The FDA, Juno Therapeutics, and the ethical imperative of transparency

BMJ 2016; 354 doi: https://doi.org/10.1136/bmj.i4435 (Published 15 August 2016) Cite this as: BMJ 2016;354:i4435
  1. Spencer Phillips Hey, research fellow1 2,
  2. Aaron S Kesselheim, associate professor of medicine1 2
  1. 1Program on Regulation, Therapeutics, and Law (PORTAL), division of pharmacoepidemiology and pharmacoeconomics, Brigham and Women’s Hospital, Boston, US
  2. 2Harvard Center for Bioethics, Harvard Medical School, Boston, US
  1. akesselheim{at}partners.org

Despite deaths, investigational new drugs are still protected trade secrets of the manufacturer

On July 7, Juno Therapeutics announced that the US Food and Drug Administration (FDA) had placed a clinical hold on the company’s phase 2 trial of its investigational immunotherapy, JCAR015, as a treatment for patients with relapsed or refractory B cell acute lymphoblastic leukaemia (ALL). The trial planned to enrol 90 ALL patients.

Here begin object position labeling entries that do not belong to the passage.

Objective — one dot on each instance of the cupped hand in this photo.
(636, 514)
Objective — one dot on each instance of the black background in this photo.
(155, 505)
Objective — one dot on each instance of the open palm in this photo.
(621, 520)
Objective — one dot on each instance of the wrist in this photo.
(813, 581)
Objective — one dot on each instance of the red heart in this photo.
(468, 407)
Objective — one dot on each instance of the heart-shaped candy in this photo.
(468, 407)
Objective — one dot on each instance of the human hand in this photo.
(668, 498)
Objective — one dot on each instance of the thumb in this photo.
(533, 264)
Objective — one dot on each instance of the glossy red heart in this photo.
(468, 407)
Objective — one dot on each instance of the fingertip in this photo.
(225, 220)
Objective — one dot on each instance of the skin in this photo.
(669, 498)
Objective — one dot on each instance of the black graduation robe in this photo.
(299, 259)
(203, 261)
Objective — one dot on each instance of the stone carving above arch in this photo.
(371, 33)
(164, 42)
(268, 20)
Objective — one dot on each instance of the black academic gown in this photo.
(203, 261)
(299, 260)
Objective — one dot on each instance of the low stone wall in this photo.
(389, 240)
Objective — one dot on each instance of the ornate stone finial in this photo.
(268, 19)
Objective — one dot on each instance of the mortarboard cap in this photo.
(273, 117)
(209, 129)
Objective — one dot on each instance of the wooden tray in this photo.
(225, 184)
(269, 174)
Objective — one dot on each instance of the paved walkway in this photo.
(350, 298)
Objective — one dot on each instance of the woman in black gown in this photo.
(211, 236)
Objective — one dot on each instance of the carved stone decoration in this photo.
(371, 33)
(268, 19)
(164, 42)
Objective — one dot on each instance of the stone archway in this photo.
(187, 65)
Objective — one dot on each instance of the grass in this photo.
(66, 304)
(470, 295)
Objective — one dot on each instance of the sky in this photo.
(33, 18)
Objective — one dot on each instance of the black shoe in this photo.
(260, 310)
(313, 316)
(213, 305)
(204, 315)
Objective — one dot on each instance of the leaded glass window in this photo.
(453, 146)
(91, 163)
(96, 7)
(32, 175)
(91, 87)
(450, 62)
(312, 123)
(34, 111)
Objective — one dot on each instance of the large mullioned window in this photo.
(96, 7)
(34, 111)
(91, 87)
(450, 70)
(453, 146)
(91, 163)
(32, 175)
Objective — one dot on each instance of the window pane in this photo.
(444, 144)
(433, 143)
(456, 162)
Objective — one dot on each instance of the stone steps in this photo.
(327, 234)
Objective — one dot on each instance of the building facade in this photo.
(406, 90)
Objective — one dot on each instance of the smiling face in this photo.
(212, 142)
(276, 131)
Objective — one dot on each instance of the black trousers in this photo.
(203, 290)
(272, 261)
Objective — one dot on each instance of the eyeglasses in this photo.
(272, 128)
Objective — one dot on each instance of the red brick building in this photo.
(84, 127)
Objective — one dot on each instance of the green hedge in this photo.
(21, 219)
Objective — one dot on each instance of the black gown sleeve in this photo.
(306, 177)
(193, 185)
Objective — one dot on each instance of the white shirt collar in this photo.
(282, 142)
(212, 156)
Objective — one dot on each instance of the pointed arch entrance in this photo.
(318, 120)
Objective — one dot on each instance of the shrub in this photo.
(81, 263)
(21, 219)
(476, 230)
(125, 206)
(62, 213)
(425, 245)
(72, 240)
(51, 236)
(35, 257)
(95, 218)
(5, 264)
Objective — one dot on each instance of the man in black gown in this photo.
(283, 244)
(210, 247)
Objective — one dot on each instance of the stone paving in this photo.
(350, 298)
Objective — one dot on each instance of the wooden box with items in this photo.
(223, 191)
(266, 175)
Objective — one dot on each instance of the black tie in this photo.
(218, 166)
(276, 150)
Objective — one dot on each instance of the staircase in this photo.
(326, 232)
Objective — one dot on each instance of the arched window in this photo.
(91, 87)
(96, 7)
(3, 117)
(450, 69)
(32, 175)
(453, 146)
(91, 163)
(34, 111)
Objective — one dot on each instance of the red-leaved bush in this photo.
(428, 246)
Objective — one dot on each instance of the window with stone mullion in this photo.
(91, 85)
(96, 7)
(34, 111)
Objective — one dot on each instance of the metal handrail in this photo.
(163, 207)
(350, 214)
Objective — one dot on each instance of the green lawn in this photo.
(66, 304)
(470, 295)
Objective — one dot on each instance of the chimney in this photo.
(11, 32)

However, at the time of the hold, only 20 patients had been enrolled, three of whom had died unexpectedly from cerebral oedema.1

The FDA lifted its hold three days later without further public comment, and Juno representatives explained that the three deaths were thought to be related to a mid-trial modification to the protocol. The original protocol included the administration of cyclophosphamide as a sensitising agent to enhance the efficacy of JCAR015. However, after the trial was underway, a second sensitising agent, fludarabine, was added on the basis of promising evidence from the company’s other immunotherapy studies. In its public statements, Juno attributed the deaths to the combination of fludarabine and JCAR015.2

Before a new drug can be tested on US patients, the sponsor …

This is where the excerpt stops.